Draußen auf dem Gang waren alle versammelt.
"Wer auch immer das getan hat", begann Malin, "Er hat sein Messer nicht benutzt. Und ganz ehrlich, wir wären alle jetzt anders drauf, wenn das erste Opfer eine aufgeschlitzte Leiche wäre." In ihrer Stimme schwang ungewohnte Bitterkeit mit.
Auf ihre Worte hin folgte Schweigen.
"Und jetzt?", fragte Helene schließlich.
"Jetzt machen wir weiter. Ganz normal. Beschäftigen uns...machen möglichst viele Aktivitäten der Avatare wegen. Und irgendwer wird irgendwen ermorden. Dann bringen wir das Opfer auf sein Zimmer, schließen die Tür und fangen wieder von vorne an.", sagte Sara leise.
Ihre Worte hatten eine gewisse Grausamkeit und doch trafen sie zu. Voll und ganz.
Maxi war der Erste. Er drehte sich um und ging. Seine Schritte hallten leise von den Wänden wieder.
Langsam löste sich auch der Rest der Gruppe auf.
Alex war der Letzte. Er verweilte noch einen Moment alleine vor der Tür, ehe er nach draußen ging. Er war nicht der Einzige der hinaus wollte.
Drüben auf dem Spielplatz saß Maxi auf einer der Schaukeln. Er hatte ein Bein angezogen, mit dem anderen stieß er die Schaukel leicht hin und her.
Die Kapuze seiner schwarzen Jacke hatte er tief ins Gesicht gezogen.

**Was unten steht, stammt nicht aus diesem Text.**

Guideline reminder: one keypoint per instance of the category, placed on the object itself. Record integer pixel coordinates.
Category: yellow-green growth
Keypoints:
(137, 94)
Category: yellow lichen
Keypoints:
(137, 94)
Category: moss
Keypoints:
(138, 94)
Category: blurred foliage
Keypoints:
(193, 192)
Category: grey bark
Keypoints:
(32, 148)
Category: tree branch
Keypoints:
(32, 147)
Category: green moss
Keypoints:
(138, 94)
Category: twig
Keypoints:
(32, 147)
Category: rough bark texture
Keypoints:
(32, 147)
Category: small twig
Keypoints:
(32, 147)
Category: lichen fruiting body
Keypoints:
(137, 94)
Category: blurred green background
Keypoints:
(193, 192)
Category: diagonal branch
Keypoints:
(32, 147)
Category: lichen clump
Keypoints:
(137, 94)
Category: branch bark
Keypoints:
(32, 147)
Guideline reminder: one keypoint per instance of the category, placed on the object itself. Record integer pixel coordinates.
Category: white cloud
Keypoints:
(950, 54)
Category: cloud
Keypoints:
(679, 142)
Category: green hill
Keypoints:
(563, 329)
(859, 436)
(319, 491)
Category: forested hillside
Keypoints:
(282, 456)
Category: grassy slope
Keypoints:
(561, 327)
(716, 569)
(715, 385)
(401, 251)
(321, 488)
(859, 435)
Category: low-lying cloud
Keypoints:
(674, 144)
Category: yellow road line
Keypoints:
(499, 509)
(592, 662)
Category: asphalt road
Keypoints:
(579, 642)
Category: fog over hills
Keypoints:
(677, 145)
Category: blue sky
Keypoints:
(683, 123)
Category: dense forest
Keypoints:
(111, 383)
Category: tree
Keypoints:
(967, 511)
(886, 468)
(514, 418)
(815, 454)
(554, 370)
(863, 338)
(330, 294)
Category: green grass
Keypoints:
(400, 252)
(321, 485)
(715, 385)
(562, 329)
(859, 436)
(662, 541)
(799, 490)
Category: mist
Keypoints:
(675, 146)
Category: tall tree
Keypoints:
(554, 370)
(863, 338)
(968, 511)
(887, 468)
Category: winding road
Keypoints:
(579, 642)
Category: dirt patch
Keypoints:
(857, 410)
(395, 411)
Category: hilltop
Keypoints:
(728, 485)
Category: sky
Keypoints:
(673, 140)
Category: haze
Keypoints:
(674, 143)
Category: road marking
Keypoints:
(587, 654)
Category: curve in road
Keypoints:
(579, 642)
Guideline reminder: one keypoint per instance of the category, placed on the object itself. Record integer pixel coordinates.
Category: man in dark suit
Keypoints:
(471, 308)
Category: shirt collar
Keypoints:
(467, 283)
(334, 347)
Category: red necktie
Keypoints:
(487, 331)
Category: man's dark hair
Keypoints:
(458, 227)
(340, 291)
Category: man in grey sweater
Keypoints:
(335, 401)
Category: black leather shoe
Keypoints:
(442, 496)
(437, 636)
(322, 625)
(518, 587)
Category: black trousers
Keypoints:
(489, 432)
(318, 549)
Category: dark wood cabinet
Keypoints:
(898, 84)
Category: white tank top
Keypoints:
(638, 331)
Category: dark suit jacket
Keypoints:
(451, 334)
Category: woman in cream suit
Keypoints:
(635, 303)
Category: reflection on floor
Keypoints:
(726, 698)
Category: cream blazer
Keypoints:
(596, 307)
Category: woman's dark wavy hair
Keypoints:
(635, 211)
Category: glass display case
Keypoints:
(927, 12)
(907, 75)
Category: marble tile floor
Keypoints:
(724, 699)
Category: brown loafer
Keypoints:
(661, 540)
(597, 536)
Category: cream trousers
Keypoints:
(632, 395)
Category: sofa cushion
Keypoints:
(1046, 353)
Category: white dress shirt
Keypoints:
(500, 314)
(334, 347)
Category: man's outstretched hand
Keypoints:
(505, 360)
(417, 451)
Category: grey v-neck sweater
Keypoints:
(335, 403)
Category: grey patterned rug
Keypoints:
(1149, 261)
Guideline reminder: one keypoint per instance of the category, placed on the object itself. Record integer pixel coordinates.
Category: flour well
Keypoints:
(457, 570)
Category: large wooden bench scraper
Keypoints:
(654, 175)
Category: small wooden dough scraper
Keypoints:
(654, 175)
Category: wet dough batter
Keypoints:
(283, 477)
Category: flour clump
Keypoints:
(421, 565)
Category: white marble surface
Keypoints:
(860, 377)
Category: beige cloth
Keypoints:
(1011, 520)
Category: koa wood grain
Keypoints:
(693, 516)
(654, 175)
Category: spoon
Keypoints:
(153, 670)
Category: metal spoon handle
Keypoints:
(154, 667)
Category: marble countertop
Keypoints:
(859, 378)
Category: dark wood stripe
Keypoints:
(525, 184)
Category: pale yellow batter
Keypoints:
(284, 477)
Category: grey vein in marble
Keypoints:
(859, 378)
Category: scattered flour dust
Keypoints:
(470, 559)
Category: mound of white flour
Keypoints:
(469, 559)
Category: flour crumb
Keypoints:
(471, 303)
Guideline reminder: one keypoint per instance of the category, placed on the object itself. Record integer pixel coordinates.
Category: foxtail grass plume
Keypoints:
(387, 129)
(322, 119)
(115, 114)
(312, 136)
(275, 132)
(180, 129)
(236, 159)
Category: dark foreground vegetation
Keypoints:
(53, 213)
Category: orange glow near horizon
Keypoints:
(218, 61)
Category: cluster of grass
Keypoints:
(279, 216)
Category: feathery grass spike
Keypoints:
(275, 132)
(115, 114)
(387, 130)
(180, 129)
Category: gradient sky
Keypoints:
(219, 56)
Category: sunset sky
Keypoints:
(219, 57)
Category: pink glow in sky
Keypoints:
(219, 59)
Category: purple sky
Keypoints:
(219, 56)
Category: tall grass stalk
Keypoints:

Und als Alex sich auf einen Spaziergang in den Wald losmachte, spürte er wie Maxis stechender Blick ihm folgte.
Es war ihm egal. Wenn dieser Wilde ihn töten wollte, sollte er es doch versuchen. Alex war schnell. Maxi war vielleicht viel kräftiger und größer, doch wirklich sehr schnell erschien er nicht.
Und Alex war schlank und liebte das Laufen. Der plötzliche Trotz und Überlebenswille überrascht Alex. War er Jäger oder Gejagter?